Understanding the molecular phenotype of astrocytoma progression

Roshan Lodha 08 February, 2022

Exploratory Data Analysis

Explanation of your data set

The brain cancer GSE dataset is derived from the paper “Expression data from human brain tumors and human normal brain” by Griesinger et. al. The data was pre-processed to convert the raw expression read data into gene set enrichment (GSE) data using command-line tools to be used for downstream bioinformatics applications. After processing, the data was made available on Kaggle. Each row of the dataset corresponds to a single sample, or a single brain tumor specimen, and its RNA-expression data. Each column corresponds to a specific transcript, that maps to a region of the genome. For example, the first transcript, 1007_s_at, maps to the gene Discoidin Domain Receptor Tyrosine Kinase 1 (DDR1). The transcripts code refers to the gene’s Affymetrix Probe ID, with Affymetrix being the company conducting the sequencing. The overall dimensions of the dataset include 130 specimen, each with expression data for 54,613 genes. Each expression value, and hence each cell, is numeric, with the exception of the “type” column, which denotes the type of astrocytoma. Astrocytoma is an aggresive cancer that originates in the astrocytes in the brain, and is generally graded on a scale of 0 to 4, with 0 being control (no astrocytoma).
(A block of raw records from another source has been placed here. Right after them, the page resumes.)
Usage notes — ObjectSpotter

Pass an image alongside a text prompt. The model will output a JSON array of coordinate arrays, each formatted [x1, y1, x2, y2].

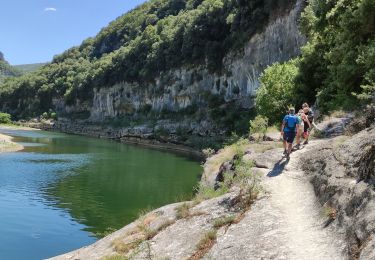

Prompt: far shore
[[0, 124, 38, 153], [0, 124, 40, 131], [0, 134, 24, 153]]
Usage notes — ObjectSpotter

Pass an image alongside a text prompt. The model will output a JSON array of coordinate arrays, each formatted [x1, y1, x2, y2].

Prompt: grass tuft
[[175, 202, 192, 219]]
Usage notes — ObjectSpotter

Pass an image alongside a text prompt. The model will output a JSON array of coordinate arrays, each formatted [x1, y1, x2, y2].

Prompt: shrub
[[213, 216, 236, 228], [0, 112, 12, 124], [250, 115, 268, 141], [255, 59, 299, 124]]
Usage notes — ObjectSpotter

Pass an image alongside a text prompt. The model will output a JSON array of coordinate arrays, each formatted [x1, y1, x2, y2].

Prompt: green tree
[[255, 59, 299, 124]]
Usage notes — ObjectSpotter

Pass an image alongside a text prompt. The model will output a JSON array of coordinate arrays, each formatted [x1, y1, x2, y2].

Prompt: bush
[[0, 112, 12, 124], [255, 59, 299, 124], [250, 115, 268, 141]]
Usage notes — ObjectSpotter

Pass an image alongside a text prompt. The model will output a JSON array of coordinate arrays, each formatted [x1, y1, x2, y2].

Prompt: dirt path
[[206, 141, 346, 260]]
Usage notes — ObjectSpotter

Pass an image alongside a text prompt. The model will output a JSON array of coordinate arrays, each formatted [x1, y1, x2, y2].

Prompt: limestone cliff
[[50, 0, 305, 144]]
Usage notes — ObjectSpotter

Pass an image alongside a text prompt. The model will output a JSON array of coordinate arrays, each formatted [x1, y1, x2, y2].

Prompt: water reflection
[[0, 130, 200, 259]]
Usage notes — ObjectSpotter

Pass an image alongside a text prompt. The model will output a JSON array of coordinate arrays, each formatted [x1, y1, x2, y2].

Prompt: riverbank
[[0, 124, 39, 153], [51, 108, 375, 260], [17, 121, 204, 159], [0, 134, 24, 153]]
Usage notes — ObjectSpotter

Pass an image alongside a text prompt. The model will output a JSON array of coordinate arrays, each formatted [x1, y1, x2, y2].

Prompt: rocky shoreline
[[16, 120, 204, 159], [53, 108, 375, 260], [0, 131, 24, 153]]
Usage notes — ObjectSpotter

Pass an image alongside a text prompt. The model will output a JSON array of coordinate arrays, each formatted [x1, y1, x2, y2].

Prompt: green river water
[[0, 129, 201, 260]]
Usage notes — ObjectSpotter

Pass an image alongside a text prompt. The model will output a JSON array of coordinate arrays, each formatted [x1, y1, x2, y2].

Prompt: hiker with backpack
[[281, 108, 299, 159], [295, 109, 307, 150], [302, 103, 314, 145]]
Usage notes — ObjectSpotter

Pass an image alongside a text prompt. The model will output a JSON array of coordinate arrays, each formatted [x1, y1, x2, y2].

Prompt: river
[[0, 129, 201, 260]]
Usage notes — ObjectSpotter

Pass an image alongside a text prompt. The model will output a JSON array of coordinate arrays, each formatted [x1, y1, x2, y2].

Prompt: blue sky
[[0, 0, 145, 65]]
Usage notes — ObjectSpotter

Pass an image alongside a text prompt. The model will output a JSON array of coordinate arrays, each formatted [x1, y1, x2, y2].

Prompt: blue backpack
[[285, 115, 298, 132]]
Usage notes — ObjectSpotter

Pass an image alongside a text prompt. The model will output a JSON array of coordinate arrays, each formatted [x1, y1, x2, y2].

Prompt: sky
[[0, 0, 145, 65]]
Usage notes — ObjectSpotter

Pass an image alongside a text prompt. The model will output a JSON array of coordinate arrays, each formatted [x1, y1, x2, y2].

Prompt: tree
[[255, 59, 299, 123]]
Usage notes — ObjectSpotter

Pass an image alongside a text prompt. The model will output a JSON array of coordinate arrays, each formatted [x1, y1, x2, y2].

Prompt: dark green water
[[0, 129, 201, 259]]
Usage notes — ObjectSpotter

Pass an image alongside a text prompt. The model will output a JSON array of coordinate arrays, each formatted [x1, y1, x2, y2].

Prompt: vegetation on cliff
[[0, 59, 21, 84], [0, 0, 293, 117], [257, 0, 375, 122]]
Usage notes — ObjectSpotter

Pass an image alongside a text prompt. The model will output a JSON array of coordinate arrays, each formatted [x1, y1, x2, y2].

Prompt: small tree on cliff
[[250, 115, 268, 141], [255, 59, 298, 123]]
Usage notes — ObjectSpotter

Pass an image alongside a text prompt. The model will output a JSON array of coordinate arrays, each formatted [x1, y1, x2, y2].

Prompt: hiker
[[281, 108, 298, 159], [302, 103, 314, 145], [295, 109, 307, 150]]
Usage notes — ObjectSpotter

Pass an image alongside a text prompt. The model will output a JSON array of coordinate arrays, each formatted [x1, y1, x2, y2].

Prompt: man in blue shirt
[[281, 107, 299, 159]]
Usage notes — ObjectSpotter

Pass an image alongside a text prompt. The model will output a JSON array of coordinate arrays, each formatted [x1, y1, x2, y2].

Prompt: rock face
[[303, 125, 375, 259], [55, 0, 305, 130]]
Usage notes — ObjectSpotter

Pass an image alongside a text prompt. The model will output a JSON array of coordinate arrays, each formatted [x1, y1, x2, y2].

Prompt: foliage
[[13, 63, 46, 74], [0, 112, 12, 124], [250, 115, 268, 141], [296, 0, 375, 112], [0, 0, 291, 118], [255, 59, 298, 123]]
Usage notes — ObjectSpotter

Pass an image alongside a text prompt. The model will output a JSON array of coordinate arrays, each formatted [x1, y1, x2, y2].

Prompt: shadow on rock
[[267, 158, 289, 177]]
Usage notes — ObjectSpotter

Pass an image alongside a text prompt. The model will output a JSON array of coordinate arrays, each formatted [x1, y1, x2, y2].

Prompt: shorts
[[283, 132, 296, 144]]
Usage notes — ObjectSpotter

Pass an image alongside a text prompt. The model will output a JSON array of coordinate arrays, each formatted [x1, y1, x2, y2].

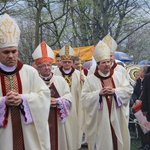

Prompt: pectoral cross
[[7, 75, 13, 90]]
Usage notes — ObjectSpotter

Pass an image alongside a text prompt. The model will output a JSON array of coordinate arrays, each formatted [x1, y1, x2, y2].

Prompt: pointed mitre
[[59, 44, 76, 60], [32, 41, 54, 65], [102, 34, 117, 53], [93, 41, 110, 62], [0, 14, 20, 48]]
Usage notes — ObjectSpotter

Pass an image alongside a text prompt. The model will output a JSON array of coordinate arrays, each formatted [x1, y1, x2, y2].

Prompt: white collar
[[98, 70, 110, 77], [62, 68, 72, 74], [0, 63, 16, 72], [40, 73, 53, 80]]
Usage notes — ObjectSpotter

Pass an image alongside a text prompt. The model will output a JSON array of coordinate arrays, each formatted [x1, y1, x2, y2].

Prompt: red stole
[[0, 61, 25, 150], [48, 83, 60, 150]]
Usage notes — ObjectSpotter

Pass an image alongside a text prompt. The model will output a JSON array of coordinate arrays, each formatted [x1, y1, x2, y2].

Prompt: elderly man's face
[[37, 62, 52, 77], [0, 46, 18, 67], [98, 59, 110, 74], [61, 60, 73, 70], [56, 57, 61, 68], [73, 60, 80, 70]]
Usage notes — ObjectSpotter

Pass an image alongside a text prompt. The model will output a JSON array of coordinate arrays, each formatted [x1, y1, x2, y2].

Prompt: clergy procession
[[0, 14, 150, 150]]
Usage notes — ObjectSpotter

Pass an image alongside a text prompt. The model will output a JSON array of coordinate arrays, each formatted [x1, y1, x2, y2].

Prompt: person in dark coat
[[132, 66, 150, 150]]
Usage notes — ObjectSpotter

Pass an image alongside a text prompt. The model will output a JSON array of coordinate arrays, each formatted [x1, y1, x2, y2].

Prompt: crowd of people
[[0, 14, 150, 150]]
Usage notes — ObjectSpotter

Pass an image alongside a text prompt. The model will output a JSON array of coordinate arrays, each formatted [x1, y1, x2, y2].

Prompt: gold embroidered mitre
[[0, 14, 20, 48], [93, 41, 110, 62], [102, 34, 118, 53], [59, 44, 75, 60], [32, 41, 54, 65]]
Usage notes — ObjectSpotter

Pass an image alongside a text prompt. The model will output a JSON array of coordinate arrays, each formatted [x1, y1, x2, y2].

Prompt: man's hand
[[6, 91, 22, 106], [51, 97, 57, 107], [100, 87, 115, 95]]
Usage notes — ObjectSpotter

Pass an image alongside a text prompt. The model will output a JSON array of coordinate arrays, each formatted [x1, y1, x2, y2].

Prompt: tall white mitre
[[102, 34, 118, 53], [93, 41, 110, 62], [0, 14, 20, 48]]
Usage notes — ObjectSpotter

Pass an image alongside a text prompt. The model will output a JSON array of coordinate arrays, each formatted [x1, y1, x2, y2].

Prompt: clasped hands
[[6, 91, 22, 106], [51, 97, 57, 107], [100, 86, 115, 95]]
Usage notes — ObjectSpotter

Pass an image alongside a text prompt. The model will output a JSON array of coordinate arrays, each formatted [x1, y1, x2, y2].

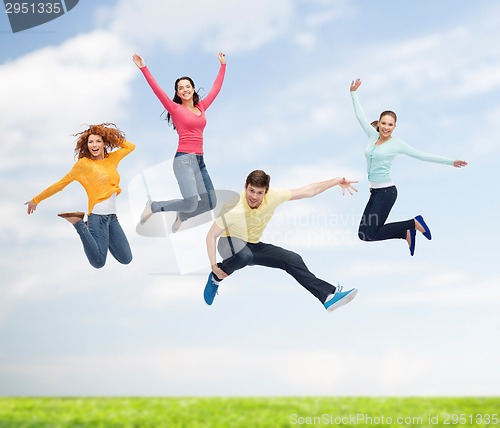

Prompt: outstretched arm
[[207, 222, 228, 279], [201, 52, 226, 110], [453, 160, 469, 168], [290, 177, 358, 201], [351, 79, 362, 92], [132, 54, 177, 113], [350, 79, 379, 138], [132, 54, 146, 68]]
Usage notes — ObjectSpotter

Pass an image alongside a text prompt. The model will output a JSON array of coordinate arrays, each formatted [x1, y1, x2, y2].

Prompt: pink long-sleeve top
[[141, 64, 226, 155]]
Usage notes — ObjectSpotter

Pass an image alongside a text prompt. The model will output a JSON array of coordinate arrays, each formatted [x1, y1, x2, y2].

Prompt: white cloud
[[0, 31, 135, 169], [109, 0, 293, 52], [0, 345, 498, 396]]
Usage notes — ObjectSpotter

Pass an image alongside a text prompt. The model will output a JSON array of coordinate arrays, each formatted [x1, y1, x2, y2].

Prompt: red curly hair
[[73, 123, 125, 159]]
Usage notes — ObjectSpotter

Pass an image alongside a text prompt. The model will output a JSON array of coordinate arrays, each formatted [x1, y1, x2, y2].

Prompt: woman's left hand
[[339, 177, 358, 196]]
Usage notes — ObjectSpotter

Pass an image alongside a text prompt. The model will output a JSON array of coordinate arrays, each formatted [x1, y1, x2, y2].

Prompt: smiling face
[[245, 184, 267, 210], [176, 79, 194, 103], [87, 134, 106, 160], [378, 114, 396, 139]]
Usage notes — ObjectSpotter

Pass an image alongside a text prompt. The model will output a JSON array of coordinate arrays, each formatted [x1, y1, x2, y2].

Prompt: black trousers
[[217, 237, 336, 303]]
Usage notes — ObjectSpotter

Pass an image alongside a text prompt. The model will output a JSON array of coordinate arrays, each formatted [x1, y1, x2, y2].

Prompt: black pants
[[358, 186, 415, 241], [217, 237, 336, 303]]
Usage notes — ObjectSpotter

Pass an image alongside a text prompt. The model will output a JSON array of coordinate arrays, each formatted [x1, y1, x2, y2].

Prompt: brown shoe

Thus each sample is one of 5 types. These assignments were made using histology of the biopsied tissue.

Data Cleaning

As aforementioned, the nature of the data mitigated the need for extensive data cleaning. However, AFFY control and background control probes needed to be removed, as they were used to determine the quality and depth of the sequencing and would artificially skew the data as they would be detected equally in each subtype of brain cancer.

Data Vizualizations

Variable Correlations

As the underlying question sought to distinguish cancer type via gene expression data, the gene expression across the 5 types were first averaged before PCA was done to reduce dimensionality. Interestingly, the model found that the 5th principal component was a linear combination of the first 4 (contributed to no variance), indicating that there may only be 3 distinct subtypes of astrocytoma and one normal based on this data. Data was not scaled to preserve within-sample relative distributions but was centered.

Following PCA, the top 5 contributing genes to astrocytoma differentiation were assessed by looking at the first 5 entries of principal component 1. These 5 AFFY codes were cross-referenced on the internet to find the genes most important to progression of astrocytoma.

The first gene, Gamma-Aminobutyric Acid Type A Receptor Subunit Gamma2 (GABRG2), is a receptor for a major neurotransmitter known as GABA, indicating that there are in fact neuronal changes driving astrocytoma progression (or vice versa). Of the other genes both Myelin Transcription Factor 1 Like (MYT1L) and Neurofilament light polypeptide (NEFL) are specific to the brain, further indicating that neuron-specific changes in astrocytoma.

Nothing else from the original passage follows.